PHONE FILCHING: Fifty per cent of all thefts.

CAN it be true that the jostling passenger who stole my phone on the packed 916 bus in Rome last month really was a Catholic priest?

Of course I ignored all the warnings about pick-pocketing in Rome. Couldn’t happen to me. 

Though it’s unlikely to have been my priestly neighbour, I would have felt less humiliated if my phone had indeed transitioned that smoothly from my zipped pocket into the folds of a cassock as we both headed for the Vatican and redemption. 

Almost half of all thefts reported now are smartphones, routed virtually anywhere in the world within days by well-oiled syndicates. 

If you’re insured you’re in for a challenging round of musical chairs at a Local Police station to file the required report. Harbour no illusions: they almost certainly won’t look for it. 

But replacing the actual device is not the main issue. 

Indeed it’s an opportunity to buy a shiny new gadget even if it does mean living on bread and water for the next month.

Nor is it mainly about one thing many people forget: that if you don’t block a lost phone immediately, the bad guys have a nasty little wheeze of using it to call premium numbers back in Desolatistan at €20+ a minute on your account, ka-ching.
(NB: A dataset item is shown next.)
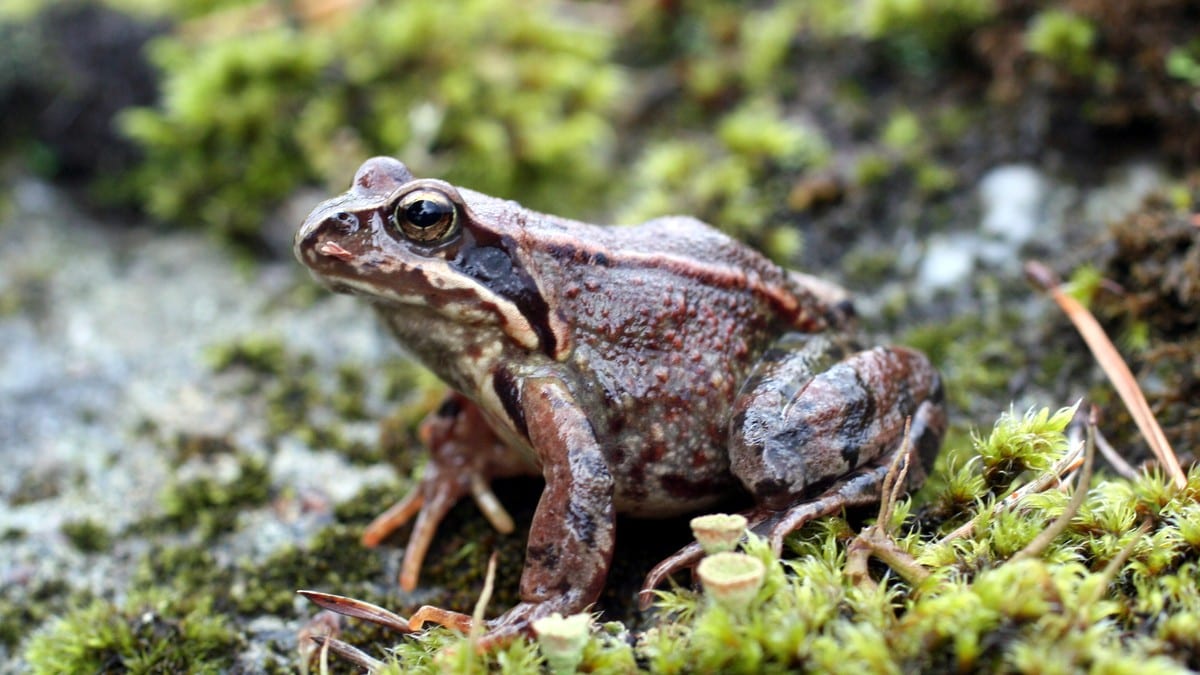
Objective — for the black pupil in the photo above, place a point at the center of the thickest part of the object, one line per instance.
(426, 213)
Nope, it’s all the confidential stuff we keep on our phones these days which hurts. Banking apps, online shopping apps, vulnerable information of every hue and cry and all those access codes. 

Tackle the damage limitation and you quickly learn just how many websites simply aren’t geared up for your scenario. ‘Register a new phone to your account? No problem, for security reasons first send us confirmation from your old one.’ Ummm….

And of course there are lessons to be learned. If only I had set up the wonderful ‘find my phone’ facility which both Apple and Android devices offer – before it got stolen. If only I had kept a separate note of all my online banking and other confidential information so that I would know who to call and what to say in the event of. 

If only…

But look on the bright side. A third of the users in a recent US study said they would pay a thousand dollars to get their phone back. I’m not one of those people.  

I would have loved to see the look of disgust when my thief realised he’d stolen a six-year old dinosaur of a phone. Heck, given time to first extract my information, I’d actually have paid him to take it.

Steal away

AS the FBI keeps discovering, current phone security erects a daunting fortress wall around your device. If you enable it. 

Short of the rather uncomfortable option of cutting off your finger, thieves find a fingerprint-protected phone a nightmare to crack. Ditto a good password, and that doesn’t mean 123456. 

At the very least, when you get a new phone install a security app or suite which lets you wipe your phone remotely in a worst-case scenario. 

Phone-tracking apps can certainly work. But if your phone is stolen, not just lost, consider very carefully what you would do if a tracker does indeed find it – in the middle of a mafia stronghold or a neighbourhood where even the shadows won’t go. Good luck finding a SWAT team.